Was die schon zu Lebzeiten des Künstlers übermächtige Verehrung dem Meister sonst noch zuschrieb, geht über das Vermögen selbst eines Genies hinaus. Davon ist man heutzutage weit entfernt – sollte man meinen. Doch die Pariser Ausstellung verfolgt diesen Ansatz erneut, indem sie alles einbezieht, was an Skulptur nach Rodin kam, und es wiederum auf ihn zurückführt, von Wilhelm Lehmbruck bis Tony Cragg. Das ist nicht falsch, insofern kein Bildhauer je an Rodin vorbeikam, solange Skulptur das Ziel war. Das ist heute – Stichwort Installation – nicht mehr unbedingt der Fall. Andererseits reduziert eine solche Perspektive Rodin auf einen bloßen Stichwortgeber; so, wenn „Expressionismus“ als Ausstellungskapitel aufgerufen wird und roh behauene Holzskulpturen von Baselitz oder fiebrige Zeichnungen von de Kooning neben Rodins Arbeiten gezeigt werden.

Gewiss, eine solch opulente Zusammenstellung der Skulpturen Rodins wird man auf Jahrzehnte hinaus nicht sehen können. Das Musée Rodin ist, wie gesagt, zu klein, um die Plastiken in gebotener Weiträumigkeit vorzuführen. Doch ist nicht zu leugnen, dass die Bildhauerkunst an Bedeutung eingebüßt hat, dass sie weitgehend historisch geworden ist.
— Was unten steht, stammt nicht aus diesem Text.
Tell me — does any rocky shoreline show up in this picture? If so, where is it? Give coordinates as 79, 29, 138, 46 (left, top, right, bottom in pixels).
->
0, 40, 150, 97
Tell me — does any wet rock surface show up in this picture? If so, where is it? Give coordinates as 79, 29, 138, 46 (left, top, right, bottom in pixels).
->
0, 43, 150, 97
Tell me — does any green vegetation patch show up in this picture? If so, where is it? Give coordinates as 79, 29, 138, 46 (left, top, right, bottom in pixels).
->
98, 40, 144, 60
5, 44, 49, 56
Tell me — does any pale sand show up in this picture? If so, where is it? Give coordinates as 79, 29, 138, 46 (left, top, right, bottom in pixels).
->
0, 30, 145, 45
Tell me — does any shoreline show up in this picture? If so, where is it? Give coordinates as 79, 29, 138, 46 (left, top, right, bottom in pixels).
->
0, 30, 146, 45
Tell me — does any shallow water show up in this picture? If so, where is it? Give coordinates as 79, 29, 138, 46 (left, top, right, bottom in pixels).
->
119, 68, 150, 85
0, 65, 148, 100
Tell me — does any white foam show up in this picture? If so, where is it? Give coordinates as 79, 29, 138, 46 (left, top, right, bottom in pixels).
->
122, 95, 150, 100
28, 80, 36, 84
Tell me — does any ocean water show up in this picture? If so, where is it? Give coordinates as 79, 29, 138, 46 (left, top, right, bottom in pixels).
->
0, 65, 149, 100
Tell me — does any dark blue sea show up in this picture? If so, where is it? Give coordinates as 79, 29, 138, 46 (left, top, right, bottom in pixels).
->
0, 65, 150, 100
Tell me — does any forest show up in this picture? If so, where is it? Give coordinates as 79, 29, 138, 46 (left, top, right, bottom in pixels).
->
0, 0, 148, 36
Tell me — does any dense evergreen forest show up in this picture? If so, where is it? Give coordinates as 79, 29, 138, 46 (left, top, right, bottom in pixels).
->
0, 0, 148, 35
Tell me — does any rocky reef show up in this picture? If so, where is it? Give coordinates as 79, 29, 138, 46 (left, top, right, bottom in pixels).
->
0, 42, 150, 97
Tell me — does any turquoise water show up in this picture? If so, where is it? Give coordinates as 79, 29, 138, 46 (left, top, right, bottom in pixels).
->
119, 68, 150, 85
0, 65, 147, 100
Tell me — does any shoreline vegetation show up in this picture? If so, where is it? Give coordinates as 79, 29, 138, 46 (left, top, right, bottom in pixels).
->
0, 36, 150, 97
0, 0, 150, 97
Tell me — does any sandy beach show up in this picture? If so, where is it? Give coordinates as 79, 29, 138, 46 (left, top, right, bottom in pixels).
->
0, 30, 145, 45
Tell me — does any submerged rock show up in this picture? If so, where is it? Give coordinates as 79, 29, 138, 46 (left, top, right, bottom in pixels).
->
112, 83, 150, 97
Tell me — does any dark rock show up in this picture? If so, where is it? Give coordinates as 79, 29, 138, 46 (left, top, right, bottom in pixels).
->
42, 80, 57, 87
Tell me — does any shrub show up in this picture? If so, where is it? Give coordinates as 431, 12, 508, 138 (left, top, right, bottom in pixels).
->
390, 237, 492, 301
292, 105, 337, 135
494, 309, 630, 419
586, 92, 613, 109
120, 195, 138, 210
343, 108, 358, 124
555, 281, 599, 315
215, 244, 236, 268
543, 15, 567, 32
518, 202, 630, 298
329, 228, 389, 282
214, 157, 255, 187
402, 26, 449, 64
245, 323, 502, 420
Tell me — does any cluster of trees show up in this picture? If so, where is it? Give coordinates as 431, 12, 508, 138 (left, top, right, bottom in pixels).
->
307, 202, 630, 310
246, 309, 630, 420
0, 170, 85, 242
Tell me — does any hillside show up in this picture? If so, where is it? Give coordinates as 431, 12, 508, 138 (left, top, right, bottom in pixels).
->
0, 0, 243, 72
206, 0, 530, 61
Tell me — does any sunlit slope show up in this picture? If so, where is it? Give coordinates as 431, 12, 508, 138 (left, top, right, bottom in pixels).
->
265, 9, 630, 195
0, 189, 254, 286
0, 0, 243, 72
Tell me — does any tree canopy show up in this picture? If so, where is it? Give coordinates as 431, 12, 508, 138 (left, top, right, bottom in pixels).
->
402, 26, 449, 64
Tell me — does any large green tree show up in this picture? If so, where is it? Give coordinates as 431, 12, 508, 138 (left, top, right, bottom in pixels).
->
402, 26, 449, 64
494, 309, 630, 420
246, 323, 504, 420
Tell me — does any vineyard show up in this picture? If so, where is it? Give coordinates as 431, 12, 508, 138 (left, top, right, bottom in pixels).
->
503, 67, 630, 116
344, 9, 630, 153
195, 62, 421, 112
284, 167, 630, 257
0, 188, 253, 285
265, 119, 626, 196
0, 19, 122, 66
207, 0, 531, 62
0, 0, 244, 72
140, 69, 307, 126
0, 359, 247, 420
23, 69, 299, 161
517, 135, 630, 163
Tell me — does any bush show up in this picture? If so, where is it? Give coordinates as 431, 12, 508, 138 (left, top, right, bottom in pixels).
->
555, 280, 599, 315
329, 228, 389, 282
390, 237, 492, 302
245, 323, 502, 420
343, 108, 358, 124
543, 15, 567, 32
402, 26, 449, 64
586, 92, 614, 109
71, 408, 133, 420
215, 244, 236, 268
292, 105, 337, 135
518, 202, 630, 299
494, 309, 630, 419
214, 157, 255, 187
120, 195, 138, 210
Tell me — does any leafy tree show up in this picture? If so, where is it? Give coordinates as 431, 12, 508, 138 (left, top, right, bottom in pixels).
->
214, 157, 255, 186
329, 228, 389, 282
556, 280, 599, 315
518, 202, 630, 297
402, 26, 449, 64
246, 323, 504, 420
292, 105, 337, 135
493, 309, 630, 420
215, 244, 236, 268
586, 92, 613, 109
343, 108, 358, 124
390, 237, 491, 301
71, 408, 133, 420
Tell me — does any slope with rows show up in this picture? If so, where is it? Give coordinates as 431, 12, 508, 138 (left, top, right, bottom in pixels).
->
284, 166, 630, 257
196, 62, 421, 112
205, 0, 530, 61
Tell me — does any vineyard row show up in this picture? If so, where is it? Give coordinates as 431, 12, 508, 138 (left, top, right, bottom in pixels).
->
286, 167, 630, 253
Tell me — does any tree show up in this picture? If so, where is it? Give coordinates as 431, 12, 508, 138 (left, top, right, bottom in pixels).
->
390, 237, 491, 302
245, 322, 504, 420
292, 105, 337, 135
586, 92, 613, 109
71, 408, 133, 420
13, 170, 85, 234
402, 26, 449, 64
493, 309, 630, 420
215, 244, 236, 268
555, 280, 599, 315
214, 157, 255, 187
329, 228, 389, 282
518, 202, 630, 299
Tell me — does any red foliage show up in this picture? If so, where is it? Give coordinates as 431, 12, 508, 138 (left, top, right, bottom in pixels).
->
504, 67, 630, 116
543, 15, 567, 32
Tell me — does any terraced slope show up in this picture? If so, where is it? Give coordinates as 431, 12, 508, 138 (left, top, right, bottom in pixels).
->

Historisch ist längst auch die Ausstrahlung Rodins. Heute führe kein Rilke mehr nach Paris, um Sekretär des Meisters zu werden. „Der Mensch und sein Genius“ lautet der Titel der Ausstellung, die die Alte Nationalgalerie in Berlin Auguste Rodin sowie Rilke und Hofmannsthal im Spätherbst widmet. Darauf darf man nun erst recht gespannt sein.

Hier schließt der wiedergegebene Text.